Não! Há pessoas com quem não conseguimos estabelecer uma amizade, uma parceria. E isso está ok, não há mal nenhum. Mas se pudéssemos simplesmente não mais conviver com elas, seria uma dádiva. A grande pegadinha da vida é que às vezes essas pessoas são colegas de trabalho, chefes, sogras, noras, cunhados, vizinhos. Ou seja, não vão deixar de fazer parte do cenário da nossa vida só pela nossa vontade.

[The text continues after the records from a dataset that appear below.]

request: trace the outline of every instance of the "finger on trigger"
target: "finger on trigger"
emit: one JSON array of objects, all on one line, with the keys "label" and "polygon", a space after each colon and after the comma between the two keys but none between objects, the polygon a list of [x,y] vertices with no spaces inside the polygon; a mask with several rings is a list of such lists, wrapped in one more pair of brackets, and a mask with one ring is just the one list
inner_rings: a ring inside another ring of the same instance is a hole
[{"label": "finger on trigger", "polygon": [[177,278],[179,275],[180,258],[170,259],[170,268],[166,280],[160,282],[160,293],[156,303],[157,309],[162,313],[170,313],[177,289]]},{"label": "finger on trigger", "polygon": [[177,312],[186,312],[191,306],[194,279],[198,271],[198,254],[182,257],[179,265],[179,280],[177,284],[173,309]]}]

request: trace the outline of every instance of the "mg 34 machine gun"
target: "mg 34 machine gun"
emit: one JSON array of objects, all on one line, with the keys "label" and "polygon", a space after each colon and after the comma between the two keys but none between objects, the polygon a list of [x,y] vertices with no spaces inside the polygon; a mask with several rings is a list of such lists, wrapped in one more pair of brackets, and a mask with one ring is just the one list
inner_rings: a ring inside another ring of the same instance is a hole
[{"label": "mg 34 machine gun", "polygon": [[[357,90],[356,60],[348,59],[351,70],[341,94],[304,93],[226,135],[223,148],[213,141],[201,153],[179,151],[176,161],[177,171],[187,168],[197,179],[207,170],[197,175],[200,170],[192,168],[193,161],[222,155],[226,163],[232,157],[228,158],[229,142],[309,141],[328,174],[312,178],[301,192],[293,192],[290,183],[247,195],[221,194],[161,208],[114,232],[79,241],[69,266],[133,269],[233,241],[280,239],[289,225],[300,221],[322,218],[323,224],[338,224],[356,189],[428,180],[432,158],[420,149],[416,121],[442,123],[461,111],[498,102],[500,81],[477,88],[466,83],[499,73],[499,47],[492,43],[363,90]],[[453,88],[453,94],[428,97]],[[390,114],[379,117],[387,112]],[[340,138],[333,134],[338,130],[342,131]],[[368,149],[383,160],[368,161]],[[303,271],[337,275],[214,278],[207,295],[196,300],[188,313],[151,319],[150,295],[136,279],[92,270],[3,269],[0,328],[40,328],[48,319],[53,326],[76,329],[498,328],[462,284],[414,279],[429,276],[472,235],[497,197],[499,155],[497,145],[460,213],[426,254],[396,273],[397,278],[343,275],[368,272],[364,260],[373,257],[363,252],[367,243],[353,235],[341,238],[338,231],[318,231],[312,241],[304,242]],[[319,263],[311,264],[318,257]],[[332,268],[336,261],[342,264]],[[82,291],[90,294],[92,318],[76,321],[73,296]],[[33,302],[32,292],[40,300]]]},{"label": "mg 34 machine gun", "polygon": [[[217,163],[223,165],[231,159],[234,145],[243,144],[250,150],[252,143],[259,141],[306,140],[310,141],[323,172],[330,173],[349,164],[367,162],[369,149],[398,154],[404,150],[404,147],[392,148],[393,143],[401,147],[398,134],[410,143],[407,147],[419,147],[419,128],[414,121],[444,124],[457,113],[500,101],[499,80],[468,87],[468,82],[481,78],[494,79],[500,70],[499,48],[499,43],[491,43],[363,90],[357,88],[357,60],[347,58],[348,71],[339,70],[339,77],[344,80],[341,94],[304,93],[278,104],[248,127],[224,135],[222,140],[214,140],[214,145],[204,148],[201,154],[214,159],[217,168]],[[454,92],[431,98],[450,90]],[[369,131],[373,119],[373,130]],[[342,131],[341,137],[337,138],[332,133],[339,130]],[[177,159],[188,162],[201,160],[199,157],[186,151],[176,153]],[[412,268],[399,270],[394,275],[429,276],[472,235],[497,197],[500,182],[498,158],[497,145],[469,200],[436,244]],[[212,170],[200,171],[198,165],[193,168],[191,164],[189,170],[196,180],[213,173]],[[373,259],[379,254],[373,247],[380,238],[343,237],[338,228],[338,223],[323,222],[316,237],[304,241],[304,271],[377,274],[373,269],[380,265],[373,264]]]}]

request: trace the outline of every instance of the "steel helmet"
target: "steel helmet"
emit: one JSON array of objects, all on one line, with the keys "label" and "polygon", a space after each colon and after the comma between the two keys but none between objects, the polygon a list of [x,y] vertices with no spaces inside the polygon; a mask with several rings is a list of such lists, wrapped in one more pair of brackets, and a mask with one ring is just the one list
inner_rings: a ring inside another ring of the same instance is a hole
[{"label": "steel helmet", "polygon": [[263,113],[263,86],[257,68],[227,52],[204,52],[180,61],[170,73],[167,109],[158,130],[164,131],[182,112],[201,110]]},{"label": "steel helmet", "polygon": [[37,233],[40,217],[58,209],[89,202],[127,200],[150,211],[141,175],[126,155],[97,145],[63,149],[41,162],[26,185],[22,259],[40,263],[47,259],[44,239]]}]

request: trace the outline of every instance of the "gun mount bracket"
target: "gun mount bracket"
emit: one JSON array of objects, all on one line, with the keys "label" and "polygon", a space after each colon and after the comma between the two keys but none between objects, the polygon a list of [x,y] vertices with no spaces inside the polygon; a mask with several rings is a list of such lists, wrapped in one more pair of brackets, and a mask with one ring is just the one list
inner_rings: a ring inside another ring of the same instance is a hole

  • Como lidar com pessoas que não gostamos, com quem não nos damos bem?
  • Tratar com educação seria falsidade?
  • Devo expressar meu incômodo genuíno, deixar claro meu descontentamento em conviver com essas pessoas?

Expressar claramente sua oposição ao convívio inevitável só trará problemas PARA VOCÊ. E a cultura popular está cheia de exemplos disso. É a nora que trata a sogra com desdém e vive uma situação infernal com ela. O colega que perturba tanto o outro ao ponto de daquele que não gosta dele pedir demissão ou fazer uma besteira. São os vizinhos que se odeiam e se provocam com cada vez mais astúcia, vivendo uma guerra fria.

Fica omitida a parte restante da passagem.